Amerika’nın küresel imparatorluk kurma arayışına tek itiraz soldan gelmemişti. Bizzat ABD’nin 1970’lerden itibaren Sovyetler’i baskılamak için yetiştirip desteklediği köktenci gruplar, alternatif küreselleşmeciler gibi barışçıl yöntemlerle değil, kendilerine öğretilen terör yöntemleriyle Amerika’ya karşılık verdiler. 11 Eylül 2001’de, Dünya Ticaret Merkezi kulelerine düzenlenen saldırı bunun şahikası oldu. Her ne kadar saldırıların bağlantıları Amerika’nın sadık müttefiki Suudi Arabistan’ı işaret etse de, George W. Bush yönetimi hırsını kendisi için stratejik hedefler olan Afganistan ve Irak’tan çıkarmayı tercih etti. Bu arada alternatif küreselleşmeci hareketin yönü de savaş karşıtlığına dönmek durumunda kaldı. Özellikle 2003’te Türkiye de dahil olmak üzere pek çok ülkede verilen mücadele, Irak işgalini durdurmaya yetmedi ve hareketi büyük ölçüde sönümlendirdi, ancak alternatif küreselleşmecilerin pratikleri ilerleyen yıllarda kendini Occupy Wall Street, Avrupa’daki antikapitalist protestolar, Gezi ve Arap dünyasındaki demokrasi talepleri üzerinden yeniden üretti.

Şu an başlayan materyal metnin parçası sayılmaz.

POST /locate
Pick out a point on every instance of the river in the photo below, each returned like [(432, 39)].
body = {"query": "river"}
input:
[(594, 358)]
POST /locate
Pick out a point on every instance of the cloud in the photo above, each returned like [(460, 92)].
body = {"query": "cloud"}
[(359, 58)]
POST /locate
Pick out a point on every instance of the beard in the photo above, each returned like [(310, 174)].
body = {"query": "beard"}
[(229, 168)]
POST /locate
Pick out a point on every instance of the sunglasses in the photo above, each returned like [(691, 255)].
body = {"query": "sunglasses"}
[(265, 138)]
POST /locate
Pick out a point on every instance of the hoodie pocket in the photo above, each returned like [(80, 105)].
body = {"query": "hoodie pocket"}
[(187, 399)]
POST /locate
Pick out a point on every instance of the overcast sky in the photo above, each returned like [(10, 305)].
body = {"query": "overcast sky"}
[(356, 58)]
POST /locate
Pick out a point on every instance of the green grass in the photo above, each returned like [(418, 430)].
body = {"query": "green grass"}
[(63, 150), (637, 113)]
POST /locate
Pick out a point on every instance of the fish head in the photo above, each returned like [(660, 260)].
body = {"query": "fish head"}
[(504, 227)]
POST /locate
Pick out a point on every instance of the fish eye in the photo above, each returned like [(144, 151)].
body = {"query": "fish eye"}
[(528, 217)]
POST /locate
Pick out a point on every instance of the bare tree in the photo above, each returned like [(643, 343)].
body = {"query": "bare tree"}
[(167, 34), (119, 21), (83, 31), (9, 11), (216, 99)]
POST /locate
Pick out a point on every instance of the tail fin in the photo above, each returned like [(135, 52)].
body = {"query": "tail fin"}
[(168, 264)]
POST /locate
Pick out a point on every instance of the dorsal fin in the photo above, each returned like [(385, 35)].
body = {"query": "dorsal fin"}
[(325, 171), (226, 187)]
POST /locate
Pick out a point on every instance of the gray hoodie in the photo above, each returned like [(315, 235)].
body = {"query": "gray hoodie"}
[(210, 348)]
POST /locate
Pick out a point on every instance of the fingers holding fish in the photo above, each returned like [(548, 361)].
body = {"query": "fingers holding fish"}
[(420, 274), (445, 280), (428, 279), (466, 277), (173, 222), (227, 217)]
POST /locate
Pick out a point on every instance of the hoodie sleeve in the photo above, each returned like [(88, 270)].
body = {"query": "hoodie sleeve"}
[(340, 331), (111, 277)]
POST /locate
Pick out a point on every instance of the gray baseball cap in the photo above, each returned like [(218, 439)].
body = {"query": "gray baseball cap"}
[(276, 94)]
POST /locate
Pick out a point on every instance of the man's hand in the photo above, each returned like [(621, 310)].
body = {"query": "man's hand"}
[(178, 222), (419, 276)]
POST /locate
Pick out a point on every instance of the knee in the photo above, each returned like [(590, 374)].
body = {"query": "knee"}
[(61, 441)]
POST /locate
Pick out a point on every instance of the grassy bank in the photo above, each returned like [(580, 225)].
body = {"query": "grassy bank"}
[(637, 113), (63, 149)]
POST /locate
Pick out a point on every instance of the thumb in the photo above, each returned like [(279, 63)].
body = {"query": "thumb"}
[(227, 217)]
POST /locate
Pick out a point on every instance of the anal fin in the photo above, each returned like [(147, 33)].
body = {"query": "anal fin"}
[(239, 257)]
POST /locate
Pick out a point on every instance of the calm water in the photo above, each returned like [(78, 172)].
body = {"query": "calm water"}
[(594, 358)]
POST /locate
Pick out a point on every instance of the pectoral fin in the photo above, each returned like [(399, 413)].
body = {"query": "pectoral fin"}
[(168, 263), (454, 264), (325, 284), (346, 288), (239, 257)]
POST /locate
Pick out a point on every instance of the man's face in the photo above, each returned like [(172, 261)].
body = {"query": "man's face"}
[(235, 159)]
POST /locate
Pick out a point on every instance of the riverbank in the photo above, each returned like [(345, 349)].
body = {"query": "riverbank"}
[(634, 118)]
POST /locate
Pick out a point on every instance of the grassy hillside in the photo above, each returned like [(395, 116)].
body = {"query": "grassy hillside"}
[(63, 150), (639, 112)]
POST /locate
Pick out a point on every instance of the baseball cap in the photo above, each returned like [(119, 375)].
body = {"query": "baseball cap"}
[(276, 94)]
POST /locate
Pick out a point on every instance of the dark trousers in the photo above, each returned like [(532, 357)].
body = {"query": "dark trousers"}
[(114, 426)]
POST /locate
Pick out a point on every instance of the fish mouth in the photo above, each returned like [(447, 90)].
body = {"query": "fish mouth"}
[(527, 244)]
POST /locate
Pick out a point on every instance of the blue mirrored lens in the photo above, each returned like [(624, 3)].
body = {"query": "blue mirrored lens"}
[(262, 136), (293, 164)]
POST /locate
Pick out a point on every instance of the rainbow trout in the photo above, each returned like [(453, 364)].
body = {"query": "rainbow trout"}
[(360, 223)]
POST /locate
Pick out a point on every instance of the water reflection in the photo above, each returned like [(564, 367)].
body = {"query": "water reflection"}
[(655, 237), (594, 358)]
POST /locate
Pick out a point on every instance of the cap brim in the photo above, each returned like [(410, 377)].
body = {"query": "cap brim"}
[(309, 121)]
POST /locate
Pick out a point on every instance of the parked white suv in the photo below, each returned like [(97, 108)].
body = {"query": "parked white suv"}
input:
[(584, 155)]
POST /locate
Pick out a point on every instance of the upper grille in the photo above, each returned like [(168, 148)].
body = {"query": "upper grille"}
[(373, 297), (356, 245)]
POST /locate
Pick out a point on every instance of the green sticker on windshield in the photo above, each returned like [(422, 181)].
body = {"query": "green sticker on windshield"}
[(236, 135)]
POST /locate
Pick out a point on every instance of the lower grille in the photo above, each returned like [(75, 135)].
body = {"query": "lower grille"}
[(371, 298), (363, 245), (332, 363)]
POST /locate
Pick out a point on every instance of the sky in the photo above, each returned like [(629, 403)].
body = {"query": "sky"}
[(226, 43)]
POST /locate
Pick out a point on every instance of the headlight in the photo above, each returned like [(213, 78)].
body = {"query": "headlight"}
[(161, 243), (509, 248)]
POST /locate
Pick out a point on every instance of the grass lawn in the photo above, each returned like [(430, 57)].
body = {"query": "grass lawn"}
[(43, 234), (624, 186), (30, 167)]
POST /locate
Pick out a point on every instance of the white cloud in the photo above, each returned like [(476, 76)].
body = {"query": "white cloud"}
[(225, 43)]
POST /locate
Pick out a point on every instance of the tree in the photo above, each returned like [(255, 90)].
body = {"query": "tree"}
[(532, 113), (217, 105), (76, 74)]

Diğer taraftan, Amerika’nın bütün dünyaya kulaklarını tıkayarak bodoslama daldığı coğrafyalarda yaptıkları da umduğu gibi kesin bir tahakküme yol açmadı. Aksine ABD ve NATO müttefikleri, hem Afganistan’da, hem Irak’ta çamura saplandılar. Geçen yirmi yıl, diş macununu tüpe geri sokma çabasıyla geçti. Geçtiğimiz günlerde de Amerika, Saigon’u birebir hatırlatan görüntülerle Afganistan’dan kelimenin tam anlamıyla kaçtı.
Hegemonik bir projenin çöküşü
Amerika ve Batı dünyasının Afganistan hezimeti, pek çok anlamda hegemonik bir projenin çöküşü anlamına geliyor. Tek kutuplu dünyanın otuz yıllık serüveni, bir tahakküm değil, kaos ortaya çıkardı. Tek kutup iddiasını çürüten süper güçler Rusya ve Çin bir tarafa, ortalık ülkesini süper güç yapacağını iddia eden popülist otokratlardan da geçilmiyor. Amerika tek başına at koşturmayı planlarken, yarışta müttefiklerinin bile kendisine karşı yarışan atı var şimdi.
Taliban’ın Amerika’yla olan mücadelesinden galip çıkması, memleketimizdeki her sakallıyı dedesi sananların yaptığı gibi anti-emperyalist bir zafer olarak kutlanabilecek bir şey değil. Zira bu coğrafyadaki hiçbir şey ‘biz’ ve ‘onlar’a indirgenebilecek kadar basit değil. Amerika’nın tahakküm projesinin çöküşü arzulanan bir sonuç olsa dahi, beraberinde çökenlerin bir kısmı yıllarca süren mücadelelerle elde edilen kazanımlardı. Emperyalizmi çökertmek güzel ama beraberinde evrensel insan hakları, hukukun üstünlüğü, demokrasi gibi şeyleri de kaybetmek biraz ağır bir fatura. Afganistan hakkında hüküm verirken, kendimizi biraz Afgan kadınların yerine de koyup düşünmek gerekiyor mesela.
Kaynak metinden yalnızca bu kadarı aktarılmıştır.